The visit of PCI team
- Hueiyen Lanpao Editorial :: September 26, 2013 -
It is definitely not an every day affair for anyone to expect the officials of Press Council of India (PCI) to come to visit Manipur to take stock of the situation in which the journalists are working in this conflict-ridden and strife-torn State and the problems being faced by them in performing the duty of disseminating information on day- to-day happenings and other important issues of the State to enlighten the people.
After having been to as many as ten trouble-torn States of the country like Maharashtra, Jammu & Kashmir, Uttar Pradesh, Jharkhand, Chhattisgarh, West Bengal, Kerala, Tripura, Assam and Meghalaya, a six-member official team of PCI sub-committee led by its convenor Kosuri Amarnath arrives here and is current at Imphal on a two-day fact finding mission to study and understand the issue of safety and security of journalists working in a volatile and charged atmosphere like Manipur.

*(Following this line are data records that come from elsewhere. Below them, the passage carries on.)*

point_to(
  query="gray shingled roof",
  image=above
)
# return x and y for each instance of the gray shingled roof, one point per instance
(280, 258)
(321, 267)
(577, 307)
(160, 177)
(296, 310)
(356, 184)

In fact, this is the first ever visit by any official team from PCI to Manipur, where journalists have been struggling hard to perform their duties against all odds, ranging the pittance they get at the end of every month as salary to the threats from various quarters.
It is also a place, where the Government’s response to such threats, has always been immediate deployment of police personnel at the media houses.
So, the question of freedom of speech or press is something which is nonexistence here.
Bing a statutory body that governs the conduct of the print media throughout the country, the visit of the PCI sub-committee members, who have been mandated to study the issue of safety and security of journalists in different parts of the country, is a very significant one for the journalists working in a State like Manipur all the more.
The visit of the PCI officials is not just to interact with journalists and other stakeholders in the trouble-torn States where attacks and killings of journalists are taking place for understanding the kinds of problems being faced, but more particularly to examine the desirability as well as the possibility of enacting a special law at the all India level for the protection of the journalists.
Accordingly, based on the feedbacks gathered during their visit and interaction with the journalists in different parts of the country, the sub-committee would be submitting a report to the Parliament for necessary action on the recommendations made.
All these are okay.
But the point that we would like to raise here is, threats on the lives of working journalists, whether it comes from lawful or unlawful elements, are very much part of the job.
It is an associated professional hazard from which one could not free himself or herself, whether they work in Manipur or elsewhere.
So, deployment of security personnel at media houses or providing security escorts to journalists could never be the solution to the problem of threats.
Instead, efforts should be made towards encouraging the Government to come up with more welfare schemes which would take care of the needs of the journalists as well as their family members even if they die in the line of duty.